How many of us were told at school that procurement would make a good, solid career? Not many, if any at all. How many of us decided procurement was where they wanted to be before we got there? Again, not many.
Until this changes, until we recommend pursuing a career in procurement to our kids, the profession will always be one, two, maybe three steps behind the likes of law, accountancy and finance. Not to mention marketing and sales.
So, would you recommend a career in procurement to your kids? I suspect probably not.



Reader Comments (2)
Over the years, then in different organisations I have seen many good graduates come into the profession straight from university but then choose to move into another area of the business after a couple of years.

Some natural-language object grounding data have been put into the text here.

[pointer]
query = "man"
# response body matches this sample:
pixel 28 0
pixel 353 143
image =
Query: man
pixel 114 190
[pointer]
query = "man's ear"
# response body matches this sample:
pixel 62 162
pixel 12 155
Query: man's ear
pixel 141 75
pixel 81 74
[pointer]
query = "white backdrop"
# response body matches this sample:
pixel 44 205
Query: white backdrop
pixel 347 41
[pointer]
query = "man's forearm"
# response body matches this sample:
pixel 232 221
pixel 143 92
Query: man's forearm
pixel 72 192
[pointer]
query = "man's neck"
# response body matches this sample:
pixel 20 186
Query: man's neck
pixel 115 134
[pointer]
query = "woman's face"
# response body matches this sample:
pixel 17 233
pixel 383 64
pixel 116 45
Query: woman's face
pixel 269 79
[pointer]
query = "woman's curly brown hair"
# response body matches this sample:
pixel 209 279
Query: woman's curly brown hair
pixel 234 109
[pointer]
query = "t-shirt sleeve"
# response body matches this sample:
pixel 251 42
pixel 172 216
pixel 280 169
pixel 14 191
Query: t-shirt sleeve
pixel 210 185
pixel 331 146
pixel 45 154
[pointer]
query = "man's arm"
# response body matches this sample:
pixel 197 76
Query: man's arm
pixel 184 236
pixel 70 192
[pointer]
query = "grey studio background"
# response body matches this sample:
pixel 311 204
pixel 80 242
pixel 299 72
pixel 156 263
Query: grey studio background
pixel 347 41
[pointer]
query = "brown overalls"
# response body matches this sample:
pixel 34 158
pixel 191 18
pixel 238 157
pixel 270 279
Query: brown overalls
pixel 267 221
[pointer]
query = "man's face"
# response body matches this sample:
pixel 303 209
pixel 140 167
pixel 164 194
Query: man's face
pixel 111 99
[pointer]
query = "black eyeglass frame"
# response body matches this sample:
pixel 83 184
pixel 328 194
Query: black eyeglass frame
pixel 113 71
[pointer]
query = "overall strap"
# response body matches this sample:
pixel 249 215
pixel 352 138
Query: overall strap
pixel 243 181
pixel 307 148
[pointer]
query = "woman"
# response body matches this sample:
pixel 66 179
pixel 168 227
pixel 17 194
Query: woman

I will certainly encourage my kids to consider Procurement as a serious career option, indeed my 10 year old is one of the best negotiators that I have ever come across!! This is a skill that I will not be coaching out of her.
In reality, Procurement needs to recruit from a variety of backgrounds (education, skills, experience and age). This is because Procurement requires a multitude of knowledge and abilities from finance to technical, from training & development to relationship skills, from operational procurement to strategic procurement, the list is endless.
So yes, encourage your kids into Procurement but get them to do some grass roots procurement first and equip them with the right questions to ask at the interviews. They want to make sure that they work for Procurement in a progressive organisation rather than a static one.